In that spirit I will point out in many ways why YAPF sucks and can use some improvements, if not replacement. But I am also aware that all existing alternatives suck even more. So if I sound like an ungrateful b******, I really don't mean to.
The (hopefully) attached savegame illustrates the problem I personally like to tinker with. How to move the most ridiculous amount of bulk goods over the longest possible distance. Sadly, the game always disintegrates after some time due to YAPF.
If you let the safegame run for a while, you will notice a large number of "lost" trains that shouldn't get lost. In particular, trains leaving the "North End" tend to get lost at a fairly high rate. AFAICS almost all of those trains should be able to reach their destinations without a problem. There may be a couple of exceptions, but those get lost between the false positives.
If you run the game a while longer, you will notice that trains start to accumulate at certain depots and keep trying to leave the depot towards the nearest "Wrong Way" sign, reverse back into the depot and try again. Trains taking an obviously stupid happen all the time, but at this stage my network is large enough to completely confuse YAPF. Ick.
And of course there is the performance issue as well.
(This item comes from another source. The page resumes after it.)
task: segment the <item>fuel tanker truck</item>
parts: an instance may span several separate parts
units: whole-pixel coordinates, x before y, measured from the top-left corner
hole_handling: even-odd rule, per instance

This particular savegame isn't so bad, but on occasions I have stopped playing because the performance became unbearable and I suppose that YAPF is the cause.
So much for the motivation. Let us take a look at the design next.
A* considered harmful
AFAICS YAPF still uses the A* algorithm, plus a large number of optimizations that help performance and hurt understanding of the code - along with ease of modifications, finding and fixing bugs, etc. Ignoring the optimizations, A* is rightfully considered the best algorithm for finding a path on a map. However, that is not how OpenTTD uses A*.
A* is a good algorithm for finding _one_ path _once_. If OpenTTD invoked A* once every time a trains leaves a station to find the path to the next, that would be fine. But instead it redoes the complete pathfinding calculation over and over again, whenever it encounters another intersection. Plus, OpenTTD invokes A* for a potentially large number of trains operating on the same map. As a result, A* tends to redo the same work many times over. I would expect it to perform just as bad as it does in reality.
Now adding optimizations on top of A* does not really change any of this. A* still has to redo most calculations and the bulk of time is spent redoing work that has been done many times before. Plus, their drawbacks on the maintenance-side can help explain some of the problems seen in my savegame. I would be surprised if many others played the game the same way I do. And as always, untested code and untested scenarios tend to give unwanted results.
The shining solution
Or not so shining. Not even a solution at all yet. It still mostly handwaving, really. And in particular it is a very special solution for my very special style of playing. I believe it can be generalized sufficiently to suit others as well. But when explaining the principle, it helps to keep it simple.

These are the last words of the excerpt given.